If we get down to the basics I think anything that is a medium of exchange is a currency. So in some circles cigarettes and Tide work as currency. Though these "currencies" are not legal tender.
Money is a store of value, a medium of exchange, and a unit of account.
A store of value is something you could accept in payment for work and hold on to.
A medium of exchange is something a shoemaker can use to obtain bread from a baker who doesn't want shoes.
A unit of account is something with a value stable enough that you can measure the value of arbitrary goods with it; like the Bloomberg article says, it's what enables a cheesemaker to put a price tag on cheese without forcing her to become a currency speculator.

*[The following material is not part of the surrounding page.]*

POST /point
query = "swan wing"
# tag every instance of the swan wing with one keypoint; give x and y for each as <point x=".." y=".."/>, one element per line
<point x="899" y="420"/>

Bitcoins slipped into speculative realm a couple of weeks ago and probably after the crash the speculators will exit the market. A stable bitcoin can easily serve the three functions you listed above. As I said in my first comment this volatility raises questions about longvity of bitcoins but they have not ceased to be real money, at least for now.
It is just a 3-4 year old technology lets wait and watch how this plays out before writing it off completely.

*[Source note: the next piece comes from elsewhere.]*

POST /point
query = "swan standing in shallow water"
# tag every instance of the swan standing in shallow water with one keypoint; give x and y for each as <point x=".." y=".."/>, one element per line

I dont know if bitcoins will ever stabilize or go down to zero but I also believe that no one can be so sure about how a free market is going to behave to just write it off at this moment.

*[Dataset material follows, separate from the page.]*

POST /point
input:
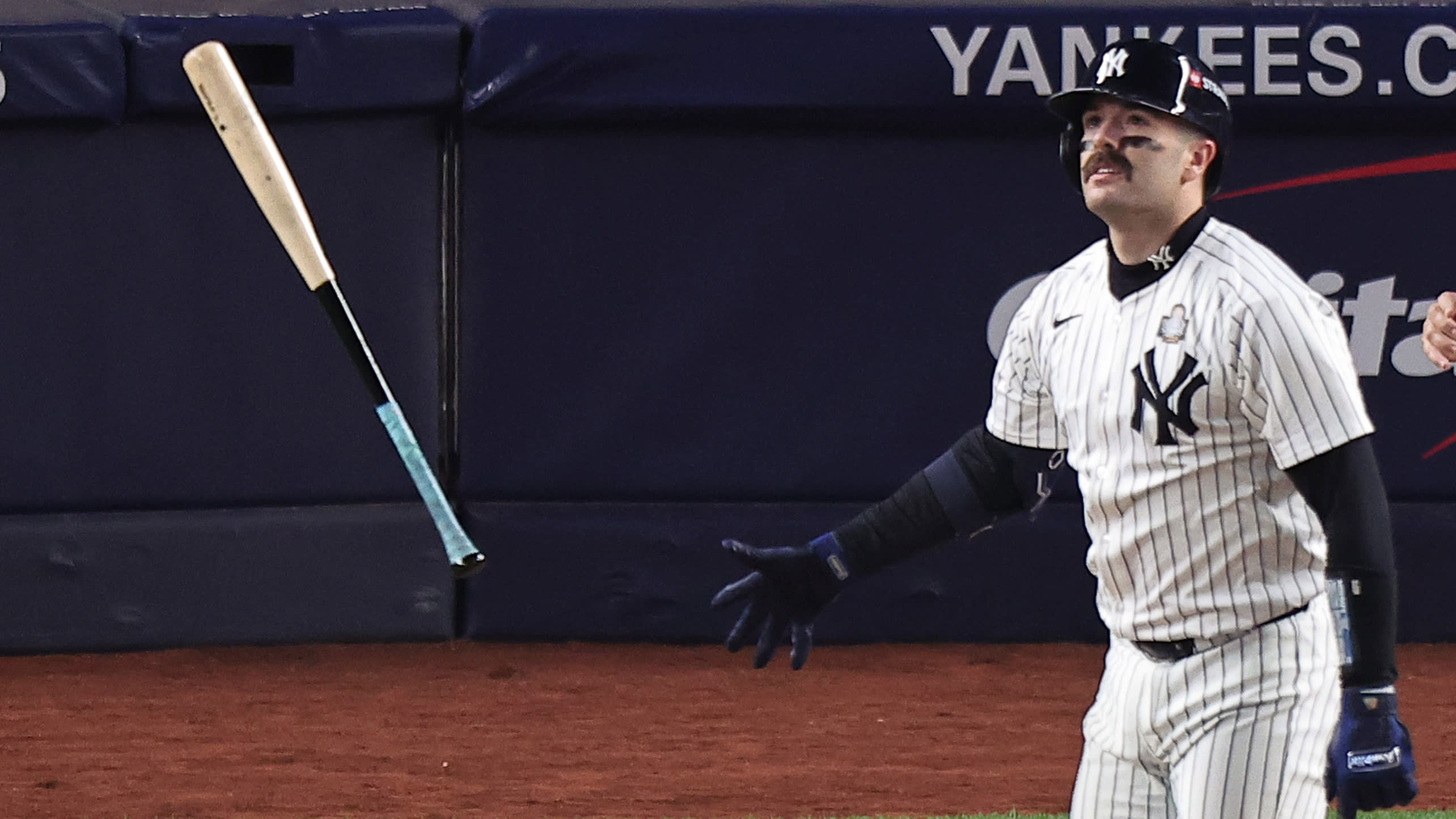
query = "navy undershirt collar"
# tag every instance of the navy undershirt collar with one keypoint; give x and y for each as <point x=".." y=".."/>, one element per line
<point x="1126" y="280"/>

The words "free market" are not a talisman that dispels common sense. Currencies are fundamentally backed by trust. Trust in the US Dollar is based on the status quo (the Nash equilibria of our adoption of the currency, &c), the degree to which our interests are aligned with those of the government (not 100%, not 0%) and the basic economics of taxation that is dollar denominated, a gigantic federal payroll that is dollar denominated, and the fact that the federal government --- the world's largest buyer of everything --- conducts all its business in dollars.
Bitcoin has none of this; it appears to substitute the moral equivalent of a Yahoo stock message board.